You have data and a question. Revenue went up after a campaign -- was it real or noise? Two customer segments show different churn rates -- is the gap statistically meaningful? Choosing the wrong test can produce a confident-looking p-value that means nothing, or miss a genuine effect hiding in your data. This guide maps every common scenario to the right statistical test so you stop guessing and start deciding.
Why Choosing the Right Test Matters
Every hypothesis test balances two risks. A Type I error (false positive) occurs when you declare a difference real when it is actually random variation -- you roll out a pricing change that had no true effect. A Type II error (false negative) happens when you miss a real difference -- you abandon a winning campaign because the test lacked statistical power to detect its impact.
The test you choose determines how well you control these risks. Parametric tests like the t-test assume your data follows a normal distribution and offer maximum statistical power when those assumptions hold. Use them on non-normal data, however, and your p-values become unreliable -- you either see effects that are not there or miss ones that are. Nonparametric alternatives like the Mann-Whitney U test make fewer assumptions at the cost of slightly less power, but they produce trustworthy results across a wider range of data shapes.

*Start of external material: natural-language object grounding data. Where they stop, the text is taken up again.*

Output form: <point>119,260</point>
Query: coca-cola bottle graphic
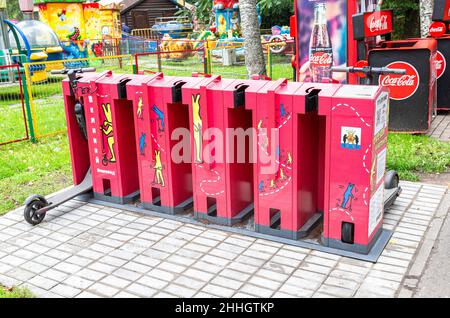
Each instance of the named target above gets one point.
<point>320,50</point>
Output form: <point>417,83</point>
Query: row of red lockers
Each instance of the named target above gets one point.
<point>315,148</point>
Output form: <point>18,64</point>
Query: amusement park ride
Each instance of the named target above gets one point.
<point>319,181</point>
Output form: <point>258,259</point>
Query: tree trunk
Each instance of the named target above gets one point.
<point>254,55</point>
<point>426,11</point>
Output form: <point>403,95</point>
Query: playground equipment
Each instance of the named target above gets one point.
<point>174,27</point>
<point>37,42</point>
<point>36,206</point>
<point>323,186</point>
<point>228,18</point>
<point>177,49</point>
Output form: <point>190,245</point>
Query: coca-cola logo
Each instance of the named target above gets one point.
<point>441,64</point>
<point>321,59</point>
<point>401,86</point>
<point>437,29</point>
<point>377,24</point>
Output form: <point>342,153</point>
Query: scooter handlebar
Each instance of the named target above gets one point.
<point>369,70</point>
<point>76,70</point>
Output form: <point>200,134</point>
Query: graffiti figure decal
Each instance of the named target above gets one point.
<point>139,113</point>
<point>351,138</point>
<point>107,129</point>
<point>348,197</point>
<point>158,167</point>
<point>142,144</point>
<point>197,122</point>
<point>159,118</point>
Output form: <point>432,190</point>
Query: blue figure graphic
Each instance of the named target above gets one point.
<point>160,117</point>
<point>282,111</point>
<point>260,186</point>
<point>348,195</point>
<point>142,144</point>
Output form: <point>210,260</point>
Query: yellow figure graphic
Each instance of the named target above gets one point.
<point>282,175</point>
<point>159,179</point>
<point>260,124</point>
<point>107,129</point>
<point>140,104</point>
<point>197,127</point>
<point>289,158</point>
<point>351,137</point>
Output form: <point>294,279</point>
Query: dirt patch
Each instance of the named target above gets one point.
<point>436,178</point>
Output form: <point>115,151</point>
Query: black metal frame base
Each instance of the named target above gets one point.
<point>119,200</point>
<point>181,208</point>
<point>357,248</point>
<point>241,216</point>
<point>293,235</point>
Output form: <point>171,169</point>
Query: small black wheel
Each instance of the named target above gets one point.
<point>391,180</point>
<point>30,211</point>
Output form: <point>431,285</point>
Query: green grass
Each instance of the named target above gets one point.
<point>44,167</point>
<point>414,154</point>
<point>27,168</point>
<point>14,292</point>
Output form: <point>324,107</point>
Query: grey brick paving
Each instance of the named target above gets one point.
<point>94,251</point>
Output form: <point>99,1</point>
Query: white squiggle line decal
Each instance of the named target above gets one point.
<point>354,110</point>
<point>342,210</point>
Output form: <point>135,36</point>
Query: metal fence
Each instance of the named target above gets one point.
<point>176,63</point>
<point>45,89</point>
<point>13,118</point>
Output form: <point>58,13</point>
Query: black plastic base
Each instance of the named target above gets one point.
<point>119,200</point>
<point>181,208</point>
<point>222,220</point>
<point>390,195</point>
<point>357,248</point>
<point>303,232</point>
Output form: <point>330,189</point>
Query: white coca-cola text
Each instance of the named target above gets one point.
<point>380,24</point>
<point>405,80</point>
<point>321,59</point>
<point>438,29</point>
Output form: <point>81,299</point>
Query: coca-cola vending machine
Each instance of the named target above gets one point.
<point>321,29</point>
<point>440,30</point>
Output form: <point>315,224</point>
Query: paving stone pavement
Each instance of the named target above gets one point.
<point>440,126</point>
<point>96,251</point>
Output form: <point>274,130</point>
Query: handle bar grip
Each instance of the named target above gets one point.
<point>58,71</point>
<point>342,69</point>
<point>88,69</point>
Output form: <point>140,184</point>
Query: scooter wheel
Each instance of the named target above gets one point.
<point>391,180</point>
<point>30,211</point>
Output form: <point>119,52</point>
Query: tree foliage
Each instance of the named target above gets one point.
<point>406,17</point>
<point>13,10</point>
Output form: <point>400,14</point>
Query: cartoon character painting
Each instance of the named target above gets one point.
<point>158,167</point>
<point>348,197</point>
<point>351,138</point>
<point>159,118</point>
<point>142,144</point>
<point>107,129</point>
<point>140,106</point>
<point>197,122</point>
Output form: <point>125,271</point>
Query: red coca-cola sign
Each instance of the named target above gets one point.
<point>437,29</point>
<point>441,64</point>
<point>401,86</point>
<point>321,58</point>
<point>377,23</point>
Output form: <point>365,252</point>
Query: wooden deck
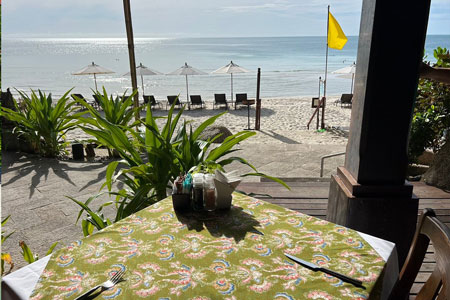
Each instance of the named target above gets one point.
<point>312,198</point>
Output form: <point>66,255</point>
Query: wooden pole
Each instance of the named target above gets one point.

Matching the test to the data also matters for the number of groups you compare. A t-test handles two groups. Comparing three or more groups with repeated t-tests inflates your false-positive rate exponentially -- with 10 groups and 45 pairwise comparisons, you have a 90% chance of at least one spurious finding at alpha = 0.05. ANOVA and its nonparametric counterparts exist precisely to solve this problem.
Rule of Thumb
If your data is continuous and roughly normal, use parametric tests (t-test, ANOVA). If it is ordinal, heavily skewed, or has outliers, use nonparametric tests (Mann-Whitney, Kruskal-Wallis). If it is categorical (counts), use Chi-Square or Fisher's Exact. When in doubt, run both -- if they agree, report the parametric result; if they disagree, trust the nonparametric.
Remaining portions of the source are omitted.